For example, when there are K devices 110 in the system, where K may be a natural number not less than 2, after the central server 100 may calculate the weights between the first device 111 and each device 110, the central server 100 may multiply the weight (in this case, the weight may be 0) between the first device 111 and the first device 111 by the first mutual model parameter set 341 corresponding to the first device, obtaining product one. Then, he central server 100 may multiply the weight between the first device 111 and the second device 112 by the second mutual model parameter set 342, obtaining product two, and so forth. Subsequently, the central server 100 may multiply the weight between the first device 111 and the K-th device by the mutual model parameter set 340 corresponding to the K-th device, obtaining product K. Finally, the central server 100 may add products one, two, up to K to obtain the updated first mutual model parameter set 351.

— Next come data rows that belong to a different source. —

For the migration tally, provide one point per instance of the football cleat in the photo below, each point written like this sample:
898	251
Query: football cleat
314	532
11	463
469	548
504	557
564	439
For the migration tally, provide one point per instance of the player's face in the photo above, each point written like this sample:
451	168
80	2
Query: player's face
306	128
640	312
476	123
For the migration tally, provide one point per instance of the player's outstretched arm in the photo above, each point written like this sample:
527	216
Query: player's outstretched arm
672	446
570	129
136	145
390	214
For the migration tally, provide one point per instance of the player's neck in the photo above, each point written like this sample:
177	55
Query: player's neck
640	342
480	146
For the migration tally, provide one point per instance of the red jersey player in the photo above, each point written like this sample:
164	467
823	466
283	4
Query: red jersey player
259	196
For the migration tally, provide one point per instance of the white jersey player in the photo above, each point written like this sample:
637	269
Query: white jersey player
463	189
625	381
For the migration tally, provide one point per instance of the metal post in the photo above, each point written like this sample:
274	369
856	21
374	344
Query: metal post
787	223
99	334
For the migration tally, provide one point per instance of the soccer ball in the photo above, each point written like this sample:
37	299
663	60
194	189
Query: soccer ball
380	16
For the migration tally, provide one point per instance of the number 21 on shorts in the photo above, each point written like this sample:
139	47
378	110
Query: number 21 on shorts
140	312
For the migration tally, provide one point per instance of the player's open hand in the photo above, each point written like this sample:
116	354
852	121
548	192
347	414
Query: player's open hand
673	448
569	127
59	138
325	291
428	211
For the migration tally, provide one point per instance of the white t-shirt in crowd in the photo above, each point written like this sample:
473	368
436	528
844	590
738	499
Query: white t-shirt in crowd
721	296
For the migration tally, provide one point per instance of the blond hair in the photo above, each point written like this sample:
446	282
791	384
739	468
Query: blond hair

Based on the above explanation, as the weights may have been normalized, the method provided in the present disclosure may ensure that when the distance between the first device 111 and any device 110 increases, the influence of the mutual model parameter set 340 of the device 110 on the updated first mutual model parameter set 351 may decrease; conversely, when the distance between the first device 111 and any device 110 decreases, the influence of the mutual model parameter set 340 of the device 110 on the updated first mutual model parameter set 351 may increase. Advantageously, by calculating distances and distributing weights, each device 110 may obtain a model that better suits its characteristics, the implementations of the present disclosure may enhance the personalization of the model. Moreover, by utilizing the learning results of all devices 110, the optimization process of the model may be accelerated, learning efficiency may be enhanced, and by integrating the model information of all devices 110, the ability of the model to handle different situations may be strengthened, improving its generalization capability.

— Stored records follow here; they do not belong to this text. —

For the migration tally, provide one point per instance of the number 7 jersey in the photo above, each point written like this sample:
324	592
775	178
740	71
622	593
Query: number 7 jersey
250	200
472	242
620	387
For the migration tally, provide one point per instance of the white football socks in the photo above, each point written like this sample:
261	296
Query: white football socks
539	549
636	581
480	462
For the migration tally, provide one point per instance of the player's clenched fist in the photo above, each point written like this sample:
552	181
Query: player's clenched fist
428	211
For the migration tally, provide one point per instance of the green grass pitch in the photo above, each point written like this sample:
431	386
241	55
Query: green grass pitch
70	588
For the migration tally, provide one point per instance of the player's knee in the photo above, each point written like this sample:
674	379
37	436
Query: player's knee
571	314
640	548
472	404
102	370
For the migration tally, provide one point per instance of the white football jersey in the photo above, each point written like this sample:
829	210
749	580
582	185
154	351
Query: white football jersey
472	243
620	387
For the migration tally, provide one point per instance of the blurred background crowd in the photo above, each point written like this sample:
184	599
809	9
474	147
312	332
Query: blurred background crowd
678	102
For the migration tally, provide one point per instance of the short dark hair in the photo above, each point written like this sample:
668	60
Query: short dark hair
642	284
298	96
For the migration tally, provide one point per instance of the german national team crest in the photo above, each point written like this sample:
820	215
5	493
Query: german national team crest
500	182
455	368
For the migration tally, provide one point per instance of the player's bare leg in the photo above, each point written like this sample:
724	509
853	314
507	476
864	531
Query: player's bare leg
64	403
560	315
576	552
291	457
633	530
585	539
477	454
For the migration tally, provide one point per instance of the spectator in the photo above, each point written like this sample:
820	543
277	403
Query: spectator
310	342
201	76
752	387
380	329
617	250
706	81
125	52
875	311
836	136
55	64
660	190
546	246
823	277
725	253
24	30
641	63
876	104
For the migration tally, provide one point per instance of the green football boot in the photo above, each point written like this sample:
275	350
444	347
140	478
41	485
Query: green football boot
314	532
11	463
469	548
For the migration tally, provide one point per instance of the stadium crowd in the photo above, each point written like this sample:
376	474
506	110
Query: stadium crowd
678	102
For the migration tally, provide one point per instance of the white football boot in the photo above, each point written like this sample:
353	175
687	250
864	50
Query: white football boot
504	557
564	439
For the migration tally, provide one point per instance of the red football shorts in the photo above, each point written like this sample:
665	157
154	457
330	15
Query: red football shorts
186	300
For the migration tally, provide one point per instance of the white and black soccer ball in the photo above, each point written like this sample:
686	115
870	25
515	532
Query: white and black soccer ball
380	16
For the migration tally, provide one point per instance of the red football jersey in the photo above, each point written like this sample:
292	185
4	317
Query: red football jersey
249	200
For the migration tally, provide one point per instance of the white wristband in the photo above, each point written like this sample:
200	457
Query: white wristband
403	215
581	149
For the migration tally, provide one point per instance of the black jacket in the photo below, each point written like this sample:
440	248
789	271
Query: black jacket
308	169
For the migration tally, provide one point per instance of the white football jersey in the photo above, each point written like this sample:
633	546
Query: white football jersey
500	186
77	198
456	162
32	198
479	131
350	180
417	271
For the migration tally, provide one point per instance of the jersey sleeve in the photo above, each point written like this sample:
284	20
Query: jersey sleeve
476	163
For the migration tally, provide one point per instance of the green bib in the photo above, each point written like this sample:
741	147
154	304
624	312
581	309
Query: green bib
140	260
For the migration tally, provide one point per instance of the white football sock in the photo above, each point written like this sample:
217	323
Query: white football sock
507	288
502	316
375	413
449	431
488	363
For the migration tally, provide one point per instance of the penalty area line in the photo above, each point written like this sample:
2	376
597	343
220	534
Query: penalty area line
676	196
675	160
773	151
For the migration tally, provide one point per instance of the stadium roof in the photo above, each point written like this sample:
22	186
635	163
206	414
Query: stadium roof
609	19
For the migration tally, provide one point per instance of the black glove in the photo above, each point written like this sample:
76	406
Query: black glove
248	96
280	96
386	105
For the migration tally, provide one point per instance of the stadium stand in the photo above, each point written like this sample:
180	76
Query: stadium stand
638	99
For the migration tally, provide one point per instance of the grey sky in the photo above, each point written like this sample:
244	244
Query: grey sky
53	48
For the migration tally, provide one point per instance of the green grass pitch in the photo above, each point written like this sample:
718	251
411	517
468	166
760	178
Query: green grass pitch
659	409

In step S460, the central server 100 may send the calculated updated first mutual model parameter set 351 to the first device 111. It is worth noting that the central server 100 may perform the same process for each participating device 110 before completing a round of model updating to optimize the model of the entire system. That is, the central server 100 may also send the calculated updated second mutual model parameter set 352 to the second device 112, and so forth, until it may send the updated mutual model parameter set 350 corresponding to the K-th device to the K-th device. This method may not only ensures continual improvement of the model but also may maintain the consistency of the system while preserving the characteristics of each device 110.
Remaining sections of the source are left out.